The aim of this study was to determine whether the degree of fluid responsiveness in critically ill septic patients is related to baseline mixed venous oxygen saturation (SvO2) levels. We also sought to define whether fluid responsiveness would be less likely in the presence of a high SvO2 (>70%).


This observational study was conducted in a 32-bed university hospital medicosurgical ICU. The hemodynamic response to a fluid challenge was evaluated in 65 critically ill patients with severe sepsis. Patients were divided into two groups (responders and nonresponders) according to their cardiac index (CI) response to the challenge (>10% or <10%).


Of the 65 patients, 34 (52%) were fluid responders. Baseline SvO2, CI, heart rate (HR) and mean arterial pressure (MAP) were not statistically different between groups. The responders had lower pulmonary artery occlusion pressure (PAOP) and central venous pressure (CVP) at baseline than the nonresponders. After the fluid challenge, there were no differences between the two groups in MAP, CVP, PAOP or HR. There was no correlation between changes in CI or stroke volume index and baseline SvO2. Receiver operating characteristic analysis showed that SvO2 was not a predictor of fluid responsiveness.


The response of septic patients to a fluid challenge is independent of baseline SvO2. The presence of a high SvO2 does not necessarily exclude the need for further fluid administration.

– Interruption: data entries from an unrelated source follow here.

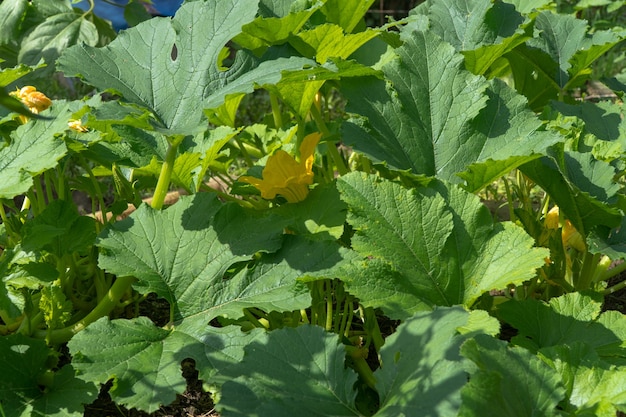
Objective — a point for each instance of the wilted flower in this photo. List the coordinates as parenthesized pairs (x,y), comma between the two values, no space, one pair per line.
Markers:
(36,101)
(285,176)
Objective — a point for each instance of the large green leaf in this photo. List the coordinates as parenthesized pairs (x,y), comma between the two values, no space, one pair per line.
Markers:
(570,318)
(24,361)
(593,387)
(291,372)
(431,246)
(144,360)
(484,31)
(508,382)
(56,34)
(172,67)
(558,57)
(505,120)
(422,358)
(181,253)
(435,118)
(580,185)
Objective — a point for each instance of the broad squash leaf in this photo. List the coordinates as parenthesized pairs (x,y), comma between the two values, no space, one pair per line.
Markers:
(423,358)
(174,71)
(593,387)
(430,246)
(570,318)
(182,254)
(484,31)
(290,372)
(582,187)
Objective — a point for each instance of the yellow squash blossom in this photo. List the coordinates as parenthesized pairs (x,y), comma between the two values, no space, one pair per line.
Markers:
(285,176)
(36,101)
(77,125)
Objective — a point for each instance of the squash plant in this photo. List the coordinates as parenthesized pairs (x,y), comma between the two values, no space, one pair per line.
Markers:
(300,234)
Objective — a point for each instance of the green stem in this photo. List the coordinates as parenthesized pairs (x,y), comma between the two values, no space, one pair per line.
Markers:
(99,196)
(244,152)
(163,184)
(358,356)
(509,199)
(104,307)
(278,118)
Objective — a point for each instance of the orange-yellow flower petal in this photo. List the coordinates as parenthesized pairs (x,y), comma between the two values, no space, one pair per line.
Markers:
(36,101)
(284,176)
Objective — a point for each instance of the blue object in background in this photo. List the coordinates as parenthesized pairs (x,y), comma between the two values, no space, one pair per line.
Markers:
(115,12)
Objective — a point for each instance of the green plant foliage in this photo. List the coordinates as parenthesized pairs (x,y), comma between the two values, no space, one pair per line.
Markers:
(438,118)
(508,381)
(26,371)
(567,319)
(435,376)
(440,244)
(34,148)
(291,371)
(440,178)
(127,349)
(160,80)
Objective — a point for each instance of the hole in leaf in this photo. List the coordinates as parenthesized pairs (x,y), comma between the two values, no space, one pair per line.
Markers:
(174,53)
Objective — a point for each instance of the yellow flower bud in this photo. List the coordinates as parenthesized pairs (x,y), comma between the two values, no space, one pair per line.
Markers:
(552,218)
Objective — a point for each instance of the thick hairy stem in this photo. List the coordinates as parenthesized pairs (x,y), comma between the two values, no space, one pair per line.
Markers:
(119,288)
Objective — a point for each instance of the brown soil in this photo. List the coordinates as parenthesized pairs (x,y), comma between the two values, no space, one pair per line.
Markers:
(194,402)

Patients with severe sepsis and septic shock typically have decreased vascular tone, with a high cardiac index (CI), low systemic vascular resistance and elevated mixed venous oxygen saturation (SvO2). Fluid resuscitation is essential for the restoration and maintenance of adequate intravascular volume to improve and maintain organ perfusion [14]. Natural or artificial colloids or crystalloids may be used for this purpose, as no differences in outcome have been reported related to the type of fluid [5]. As fluid requirements are not easily determined, a fluid challenge technique should be used on a repeated basis according to the patient's response (for example, an increase in blood pressure) and tolerance (for example, excessive increase in cardiac filling pressure) [68].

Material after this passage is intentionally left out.